YOLO系列算法自提出就受到业界广泛关注,YOLOv8集成了前几代算法的优势,具有更快的检测速度和识别精度,在各种图像处理任务都表现出色[17-18]YOLOv8又被细分为五个版本以适应各种图像处理任务的要求,分别为YOLOv8n、YOLOv8s、YOLOv8m、YOLOv8l、YOLOv8x。YOLOv8的具体结构由主干网络(Backbone)、颈部网络(Neck),以及头部(Head)组成。主干网络提取特征信息,颈部网络负责特征融合,头部则输出结果。虽然YOLOv8的性能已经十分出色,但对于飞鸟识别任务来说还略有不足,存在识别精度不高、小目标检测困难、密集目标预测不准确等问题。因此,针对飞鸟的一些特性,提出了改进的YOLOv8模型。

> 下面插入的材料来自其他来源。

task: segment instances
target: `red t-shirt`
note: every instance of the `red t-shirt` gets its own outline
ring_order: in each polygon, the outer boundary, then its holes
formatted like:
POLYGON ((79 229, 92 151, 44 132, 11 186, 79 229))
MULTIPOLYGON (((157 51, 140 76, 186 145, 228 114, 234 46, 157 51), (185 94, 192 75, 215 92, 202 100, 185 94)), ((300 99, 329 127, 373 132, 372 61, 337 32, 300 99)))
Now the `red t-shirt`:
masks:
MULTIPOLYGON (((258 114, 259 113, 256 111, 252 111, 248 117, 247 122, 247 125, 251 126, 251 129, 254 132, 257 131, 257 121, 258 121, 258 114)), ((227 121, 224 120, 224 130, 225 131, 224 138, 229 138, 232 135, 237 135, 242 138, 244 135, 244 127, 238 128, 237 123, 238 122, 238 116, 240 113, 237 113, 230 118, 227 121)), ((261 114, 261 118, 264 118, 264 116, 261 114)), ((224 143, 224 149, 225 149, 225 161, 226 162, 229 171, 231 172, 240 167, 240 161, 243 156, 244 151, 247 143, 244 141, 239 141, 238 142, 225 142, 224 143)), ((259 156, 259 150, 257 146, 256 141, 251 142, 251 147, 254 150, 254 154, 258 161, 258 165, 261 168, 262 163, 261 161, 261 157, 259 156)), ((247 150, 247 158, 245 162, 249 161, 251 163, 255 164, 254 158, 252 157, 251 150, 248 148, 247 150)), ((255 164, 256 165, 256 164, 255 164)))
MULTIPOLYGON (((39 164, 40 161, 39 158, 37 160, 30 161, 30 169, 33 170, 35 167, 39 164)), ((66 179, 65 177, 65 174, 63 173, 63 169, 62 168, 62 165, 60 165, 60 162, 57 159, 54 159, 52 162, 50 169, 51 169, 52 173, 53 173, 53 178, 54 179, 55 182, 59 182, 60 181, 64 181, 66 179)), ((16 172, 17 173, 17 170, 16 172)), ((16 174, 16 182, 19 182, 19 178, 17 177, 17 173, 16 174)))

飞鸟识别较一般图像识别任务更为困难,因为飞鸟具有高度相似的从属类别,也就是类间差异小,而不同的姿势、拍摄角度等因素又可能会造成较大的类内差异。如图1所示,金腰燕因飞行姿态和拍摄角度问题,呈现出较大差别。而金腰燕、灰椋鸟、白头鹎之间的差异很小。因此,引入EfficientViT对飞鸟特征进行多尺度学习,提高模型的飞鸟识别能力。
此外,由于飞鸟具有群聚特性,飞鸟数据集中也常出现目标密集的情况。YOLOv8的主干网络采用的Darknet-53结构框架利用残差连接和Split操作实现了多尺度特征信息的整合,但无法有效处理密集目标。而EfficientVIT采用的多尺度线性注意力方法可以有效识别密集目标,因此将其加入YOLOv8主干网络,以加强密集目标的识别能力。
最后,部分飞鸟体积较小,占整幅图像不足十分之一,属于小目标范畴,YOLOv8在识别时会出现漏检和识别不准确的情况。高效多尺度注意力(EMA)可以避免特征降维,可以捕获更多的特征信息,有利于小目标的识别,因此将EMA引入改进模型,以减少漏检的概率,提升模型对小目标飞鸟的识别性能。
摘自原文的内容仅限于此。